If you decide to grow big be patient and buy someone out when they retire.... Especially if someone is leaving you hints that you are in the "wrong" place. Prudent judiciousness will save you time and heartache if nothing else. 

With all the technology today...... With Satellites, Remote control aircraft, Regular planes, Spy cameras, gps units.... Its fairly easy to find a jumper for those willing to invest the time to "secure" their beespace. Those who are known to bee "wise" in finding new yards wisely utilize the same resources and make sure they aren't in the wrong spot before the put bees in that big "new" yard... be they new or old at this business.:thumbsup:

Don't expect that your hives will be Bee "GHOSTS" IN their new yards... Someone is already looking out for them before you even put them down. . Guaranteed. :shhhh:


----------



## loggermike (Jul 23, 2000)

Very well said, Honey4 all. All the best territory was taken long ago in California.Over the years I managed to step on some toes , and got mine stepped on too! As a general rule, if it looks like a great bee location, it is already taken.


----------



## Markwell (Jan 17, 2013)

Beekeeping turf wars begin when beekeepers start using shanks instead of their normal beekeepers tools.


----------



## Honey-4-All (Dec 19, 2008)

Markwell said:


> Beekeeping turf wars begin when beekeepers start using shanks instead of their normal beekeepers tools.


:scratch: Shanks ? :scratch:


----------



## BeeGhost (May 7, 2011)

Honey-4-all,

I appreciate your advise. I do believe that I am not cutting in on anyone by obtaining this spot. It isn't like this is a whim. This has been in the works for a few months, and I am quite sure the farmers I am dealing with have talked to the long time beekeeper, due to the questions that were asked of me when I met with the farmer to go to the location that I can place my hives. I was asked how many hives, my answer is no more than twenty, the number of hives I can fit on my 16' trailer. I also stated that they will always be on the trailer and not set on the ground, that way if I need to move them in a hurry, I can strap down, hook up and roll and be out in one trip. 

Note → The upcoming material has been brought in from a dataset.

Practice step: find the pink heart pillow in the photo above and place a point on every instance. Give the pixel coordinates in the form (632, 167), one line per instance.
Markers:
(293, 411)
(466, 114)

Now I havnt met the commercial guy yet, but I would like to. I am sure he is getting ready for almonds, but not positive. Actually, I don't even know how many hives this guy has, since the farmer actually has a guy come from Washington to pollinate his 600 acres of almonds. 

Im not out to cut anyones throat. Im not out to undercut someones honey prices to have the local health food store carry my honey. And I sure don't plan on getting big enough to have to warrant buying specialized equipment.

If any of you on here have hives in the Manteca/Tracy/Lathrop area..........feel free to PM me and I will tell you exactly where I plan to put my bee trailer. Or if you know the person in those areas, or people in those areas, again, feel free to PM me.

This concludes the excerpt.